"Heartbreaker" is a song by American singer Dionne Warwick. It was written by Barry, Robin and Maurice Gibb of the Bee Gees for her 1982 studio album Heartbreaker, while production was helmed by Barry Gibb, Albhy Galuten and Karl Richardson under their production moniker Gibb-Galuten-Richardson. Barry Gibb's backing vocal is heard on the chorus.

Background
"Heartbreaker" was written by Barry, Robin and Maurice Gibb of the Bee Gees for  singer Dionne Warwick's same-titled album.

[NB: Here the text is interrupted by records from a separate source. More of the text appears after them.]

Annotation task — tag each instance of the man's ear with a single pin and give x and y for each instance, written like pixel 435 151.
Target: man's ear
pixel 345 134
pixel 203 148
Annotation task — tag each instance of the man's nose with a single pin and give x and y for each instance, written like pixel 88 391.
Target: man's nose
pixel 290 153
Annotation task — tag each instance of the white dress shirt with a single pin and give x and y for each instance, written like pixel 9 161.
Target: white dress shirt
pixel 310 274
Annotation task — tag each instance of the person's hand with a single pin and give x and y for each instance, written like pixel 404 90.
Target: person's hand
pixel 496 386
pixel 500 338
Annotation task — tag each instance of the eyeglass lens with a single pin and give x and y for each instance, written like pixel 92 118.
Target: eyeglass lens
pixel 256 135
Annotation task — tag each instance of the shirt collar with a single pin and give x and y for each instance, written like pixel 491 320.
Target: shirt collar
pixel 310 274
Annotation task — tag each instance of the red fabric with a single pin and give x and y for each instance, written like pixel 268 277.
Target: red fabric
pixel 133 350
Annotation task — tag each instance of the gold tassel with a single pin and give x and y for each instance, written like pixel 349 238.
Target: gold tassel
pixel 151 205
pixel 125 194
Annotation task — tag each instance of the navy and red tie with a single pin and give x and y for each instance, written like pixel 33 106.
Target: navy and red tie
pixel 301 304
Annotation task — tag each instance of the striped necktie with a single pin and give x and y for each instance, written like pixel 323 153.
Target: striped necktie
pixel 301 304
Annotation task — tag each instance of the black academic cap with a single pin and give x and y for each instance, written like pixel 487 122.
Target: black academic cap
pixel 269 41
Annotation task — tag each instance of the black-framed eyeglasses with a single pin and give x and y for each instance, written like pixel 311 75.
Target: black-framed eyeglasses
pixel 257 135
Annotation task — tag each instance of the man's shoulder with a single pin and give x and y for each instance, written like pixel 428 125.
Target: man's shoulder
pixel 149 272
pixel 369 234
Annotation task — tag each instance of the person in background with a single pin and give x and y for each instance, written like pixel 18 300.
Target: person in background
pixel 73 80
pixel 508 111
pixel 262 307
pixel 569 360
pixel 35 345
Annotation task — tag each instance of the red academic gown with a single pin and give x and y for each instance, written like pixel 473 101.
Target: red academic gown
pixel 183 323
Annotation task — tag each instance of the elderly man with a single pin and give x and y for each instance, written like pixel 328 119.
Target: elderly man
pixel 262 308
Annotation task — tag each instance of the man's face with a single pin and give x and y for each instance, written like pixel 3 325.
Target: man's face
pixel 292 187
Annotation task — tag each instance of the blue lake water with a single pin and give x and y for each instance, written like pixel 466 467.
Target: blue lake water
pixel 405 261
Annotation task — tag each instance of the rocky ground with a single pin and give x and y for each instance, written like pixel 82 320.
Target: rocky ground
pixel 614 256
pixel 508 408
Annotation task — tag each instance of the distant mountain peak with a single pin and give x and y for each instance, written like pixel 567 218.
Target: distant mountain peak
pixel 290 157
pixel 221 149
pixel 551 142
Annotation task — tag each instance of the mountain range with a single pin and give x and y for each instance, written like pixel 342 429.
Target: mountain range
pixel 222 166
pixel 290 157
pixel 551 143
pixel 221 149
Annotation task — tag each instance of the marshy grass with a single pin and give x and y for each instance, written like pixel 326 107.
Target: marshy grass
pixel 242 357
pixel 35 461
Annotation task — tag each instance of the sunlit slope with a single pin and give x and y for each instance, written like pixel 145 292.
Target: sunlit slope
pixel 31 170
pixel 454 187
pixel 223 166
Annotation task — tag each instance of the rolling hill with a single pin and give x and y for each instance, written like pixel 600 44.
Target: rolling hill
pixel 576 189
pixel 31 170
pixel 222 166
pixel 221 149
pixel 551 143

The song blended the Gibb brothers' two schools of songwriting: it has the clear verse and chorus structure favored by Robin and Maurice, yet also has the longer spun-out verses Barry now preferred, both well balanced, so that it has instant appeal but takes repeated listenings to fully appreciate. The melody is reminiscent of "Living Eyes", but the song has a much stronger forward motion. Maurice said later that he wished they had saved it for themselves. The Bee Gees' demo version, sung by Barry, was not released until 2006 when it appeared on The Heartbreaker Demos (2006), the group's demo album of Warwick's album.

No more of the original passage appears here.